17 Nisto se realiza a perfeição do amor de Deus em nós, porque somos neste mundo como é Jesus e assim temos plena confiança no dia do juízo.
18 No amor não há temor; o amor que é perfeito expulsa o temor, porque o temor supõe um castigo. Quem teme não é perfeito no amor.
72(71),2.10-11.12-13.
R/ Virão adorar-Vos, Senhor, todos os povos da terra.
2 Deus, concedei ao rei o poder de julgar
e a vossa justiça ao filho do rei.
Ele governará o vosso povo com justiça
e os vossos pobres com equidade.
10 Os reis de Társis e das ilhas virão com presentes,
os reis da Arábia e de Sabá trarão suas ofertas.
11 Prostrar-se-ão diante dele todos os reis,
todos os povos o hão de servir.
12 Socorrerá o pobre que pede auxílio
e o miserável que não tem amparo.
13 Terá compaixão dos fracos e dos pobres
e defenderá a vida dos oprimidos.
Marcos 6,45-52.
45 Depois de ter matado a fome a cinco mil homens, Jesus obrigou os discípulos a subirem para o barco e a seguirem antes dele para a outra margem, em direção a Betsaida, enquanto Ele despedia a multidão.
46 Depois de a ter despedido, subiu a um monte, para orar.
47 Ao anoitecer, estava o barco no meio do mar e Jesus sozinho em terra.

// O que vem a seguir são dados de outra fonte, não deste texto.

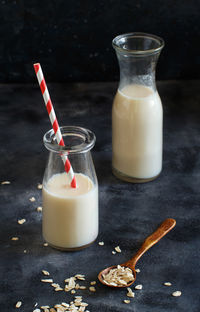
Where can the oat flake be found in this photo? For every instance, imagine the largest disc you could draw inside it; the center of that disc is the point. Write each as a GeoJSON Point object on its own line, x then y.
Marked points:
{"type": "Point", "coordinates": [138, 287]}
{"type": "Point", "coordinates": [176, 293]}
{"type": "Point", "coordinates": [168, 284]}
{"type": "Point", "coordinates": [117, 249]}
{"type": "Point", "coordinates": [18, 304]}
{"type": "Point", "coordinates": [15, 238]}
{"type": "Point", "coordinates": [21, 221]}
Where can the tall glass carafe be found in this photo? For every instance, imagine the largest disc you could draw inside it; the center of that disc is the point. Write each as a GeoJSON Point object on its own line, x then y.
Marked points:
{"type": "Point", "coordinates": [137, 114]}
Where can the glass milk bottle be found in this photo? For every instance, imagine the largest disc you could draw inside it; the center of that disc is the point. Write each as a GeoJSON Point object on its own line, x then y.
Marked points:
{"type": "Point", "coordinates": [137, 115]}
{"type": "Point", "coordinates": [70, 215]}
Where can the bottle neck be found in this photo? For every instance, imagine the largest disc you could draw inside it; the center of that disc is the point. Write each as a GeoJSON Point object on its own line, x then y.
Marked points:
{"type": "Point", "coordinates": [137, 70]}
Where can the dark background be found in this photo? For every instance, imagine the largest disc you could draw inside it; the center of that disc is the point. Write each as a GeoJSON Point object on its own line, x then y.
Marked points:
{"type": "Point", "coordinates": [72, 39]}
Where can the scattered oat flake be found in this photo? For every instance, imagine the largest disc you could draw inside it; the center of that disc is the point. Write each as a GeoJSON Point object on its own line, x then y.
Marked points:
{"type": "Point", "coordinates": [176, 293]}
{"type": "Point", "coordinates": [130, 293]}
{"type": "Point", "coordinates": [127, 301]}
{"type": "Point", "coordinates": [18, 304]}
{"type": "Point", "coordinates": [47, 280]}
{"type": "Point", "coordinates": [138, 287]}
{"type": "Point", "coordinates": [32, 199]}
{"type": "Point", "coordinates": [15, 238]}
{"type": "Point", "coordinates": [58, 288]}
{"type": "Point", "coordinates": [21, 221]}
{"type": "Point", "coordinates": [168, 284]}
{"type": "Point", "coordinates": [79, 275]}
{"type": "Point", "coordinates": [93, 283]}
{"type": "Point", "coordinates": [45, 272]}
{"type": "Point", "coordinates": [117, 249]}
{"type": "Point", "coordinates": [5, 182]}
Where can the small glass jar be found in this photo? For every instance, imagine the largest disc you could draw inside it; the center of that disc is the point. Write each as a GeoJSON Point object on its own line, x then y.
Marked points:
{"type": "Point", "coordinates": [70, 215]}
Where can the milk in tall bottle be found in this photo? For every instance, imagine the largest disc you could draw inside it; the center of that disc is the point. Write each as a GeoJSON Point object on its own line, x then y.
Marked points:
{"type": "Point", "coordinates": [137, 115]}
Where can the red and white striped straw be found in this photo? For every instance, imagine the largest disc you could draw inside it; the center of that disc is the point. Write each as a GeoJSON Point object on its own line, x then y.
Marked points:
{"type": "Point", "coordinates": [54, 122]}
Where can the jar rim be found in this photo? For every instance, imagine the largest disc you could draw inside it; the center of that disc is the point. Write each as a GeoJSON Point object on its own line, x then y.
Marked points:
{"type": "Point", "coordinates": [118, 43]}
{"type": "Point", "coordinates": [86, 137]}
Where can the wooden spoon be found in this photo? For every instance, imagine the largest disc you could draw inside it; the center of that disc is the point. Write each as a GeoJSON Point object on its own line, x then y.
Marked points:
{"type": "Point", "coordinates": [151, 240]}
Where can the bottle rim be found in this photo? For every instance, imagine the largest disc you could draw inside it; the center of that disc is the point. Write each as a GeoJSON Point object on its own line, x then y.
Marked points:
{"type": "Point", "coordinates": [119, 43]}
{"type": "Point", "coordinates": [80, 140]}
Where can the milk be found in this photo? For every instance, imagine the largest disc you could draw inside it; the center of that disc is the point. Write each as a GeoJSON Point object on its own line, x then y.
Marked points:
{"type": "Point", "coordinates": [70, 215]}
{"type": "Point", "coordinates": [137, 118]}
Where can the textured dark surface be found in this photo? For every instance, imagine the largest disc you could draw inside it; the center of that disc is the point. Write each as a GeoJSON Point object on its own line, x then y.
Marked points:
{"type": "Point", "coordinates": [72, 39]}
{"type": "Point", "coordinates": [128, 212]}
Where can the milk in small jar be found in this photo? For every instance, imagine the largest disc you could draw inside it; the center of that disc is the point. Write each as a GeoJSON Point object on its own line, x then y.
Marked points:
{"type": "Point", "coordinates": [70, 215]}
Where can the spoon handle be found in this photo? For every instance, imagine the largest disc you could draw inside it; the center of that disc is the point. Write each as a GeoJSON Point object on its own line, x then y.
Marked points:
{"type": "Point", "coordinates": [151, 240]}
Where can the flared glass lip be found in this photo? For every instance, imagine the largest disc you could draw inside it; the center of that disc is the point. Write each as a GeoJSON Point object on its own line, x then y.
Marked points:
{"type": "Point", "coordinates": [131, 43]}
{"type": "Point", "coordinates": [77, 140]}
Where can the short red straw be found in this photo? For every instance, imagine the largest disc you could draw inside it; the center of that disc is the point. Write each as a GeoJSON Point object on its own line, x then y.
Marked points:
{"type": "Point", "coordinates": [54, 122]}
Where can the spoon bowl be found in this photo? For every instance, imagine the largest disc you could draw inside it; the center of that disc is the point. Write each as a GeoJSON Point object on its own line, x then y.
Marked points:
{"type": "Point", "coordinates": [151, 240]}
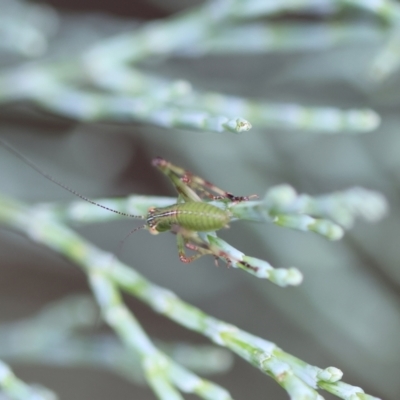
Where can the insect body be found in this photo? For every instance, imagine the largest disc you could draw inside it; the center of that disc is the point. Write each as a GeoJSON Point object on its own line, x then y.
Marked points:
{"type": "Point", "coordinates": [191, 214]}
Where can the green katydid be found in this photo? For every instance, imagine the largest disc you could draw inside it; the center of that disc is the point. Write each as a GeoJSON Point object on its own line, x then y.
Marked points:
{"type": "Point", "coordinates": [191, 214]}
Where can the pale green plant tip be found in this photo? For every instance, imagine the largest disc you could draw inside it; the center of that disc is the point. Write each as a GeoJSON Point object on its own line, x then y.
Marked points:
{"type": "Point", "coordinates": [237, 125]}
{"type": "Point", "coordinates": [330, 374]}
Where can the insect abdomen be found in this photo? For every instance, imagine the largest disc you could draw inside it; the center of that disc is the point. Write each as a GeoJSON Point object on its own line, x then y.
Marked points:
{"type": "Point", "coordinates": [201, 217]}
{"type": "Point", "coordinates": [194, 216]}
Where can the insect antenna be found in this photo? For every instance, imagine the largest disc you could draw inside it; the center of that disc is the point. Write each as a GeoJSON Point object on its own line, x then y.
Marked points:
{"type": "Point", "coordinates": [65, 187]}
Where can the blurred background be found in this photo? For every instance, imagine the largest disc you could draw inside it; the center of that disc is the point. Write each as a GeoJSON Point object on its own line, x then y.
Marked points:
{"type": "Point", "coordinates": [345, 314]}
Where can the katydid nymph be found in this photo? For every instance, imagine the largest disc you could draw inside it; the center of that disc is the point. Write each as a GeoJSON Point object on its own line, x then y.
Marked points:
{"type": "Point", "coordinates": [191, 214]}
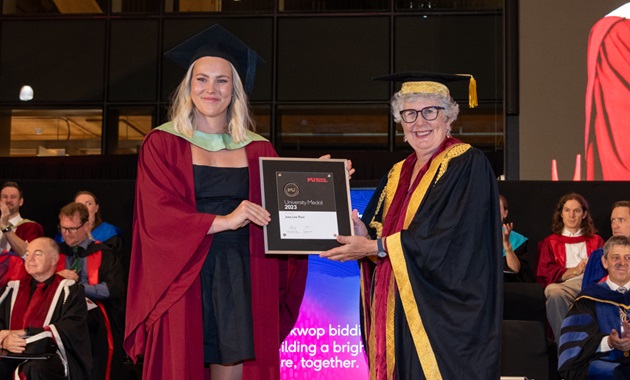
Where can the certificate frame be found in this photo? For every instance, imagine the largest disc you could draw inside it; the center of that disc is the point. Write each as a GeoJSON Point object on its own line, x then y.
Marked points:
{"type": "Point", "coordinates": [305, 197]}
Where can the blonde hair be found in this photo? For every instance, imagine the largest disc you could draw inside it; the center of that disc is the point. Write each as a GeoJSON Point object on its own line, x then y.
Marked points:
{"type": "Point", "coordinates": [239, 117]}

48 Ao ver os discípulos cansados de remar, porque o vento lhes era contrário, pela quarta vigília da noite foi ter com eles, caminhando sobre o mar, mas ia passar adiante.
49 Ao verem Jesus caminhando sobre o mar, os discípulos julgaram que era um fantasma e começaram a gritar,
50 porque todos O viram e ficaram atemorizados. Mas Jesus falou-lhes logo, dizendo: «Tende confiança. Sou Eu, não temais».
51 Depois subiu para junto deles no barco e o vento amainou. Todos se encheram de espanto,
52 porque o seu coração estava endurecido, e não tinham compreendido a multiplicação dos pães.
Comentário ao Evangelho
«Tranquilizai-vos, sou Eu: não temais!»
Todas as embarcações têm uma bússola marítima, cuja agulha magnética aponta a direção da estrela polar; ainda que a barca siga para Sul, a bússola nunca deixa de indicar o Norte.
Do mesmo modo, que o fino ponteiro do espírito indique sempre a direção de Deus, que é o seu Norte [...]. Ides para o mar alto deste mundo; não mudeis de mestre, nem de mastro, nem de vela, âncora ou vento. Tende sempre Jesus Cristo por mestre e a sua cruz por mastro, nela pondo as vossas resoluções, como quem as estende numa vela; que a vossa âncora seja uma profunda confiança nele, e ide em boa hora. Queira o vento propício das inspirações celestes enfunar as velas do vosso barco, mantendo-as sempre pandas, e fazer-vos chegar, em felicidade, ao porto da santa eternidade [...].
Que no meio do desnorte tudo encontre o sentido certo; não o digo apenas relativamente ao que está ao redor de nós, mas ao que está em nós, quer a nossa alma esteja triste ou alegre, tranquila ou em amargura, serena ou em tribulação, na claridade ou nas trevas, em tentação ou em repouso, na alegria ou na dor, em secura ou em ternura, quer o sol a queime, quer o orvalho a refresque - que o ponteiro deste nosso coração, do nosso espírito, da nossa superior vontade, que é a nossa bússola, vele sempre e se guie, incessante e perpetuamente, pelo amor de Deus.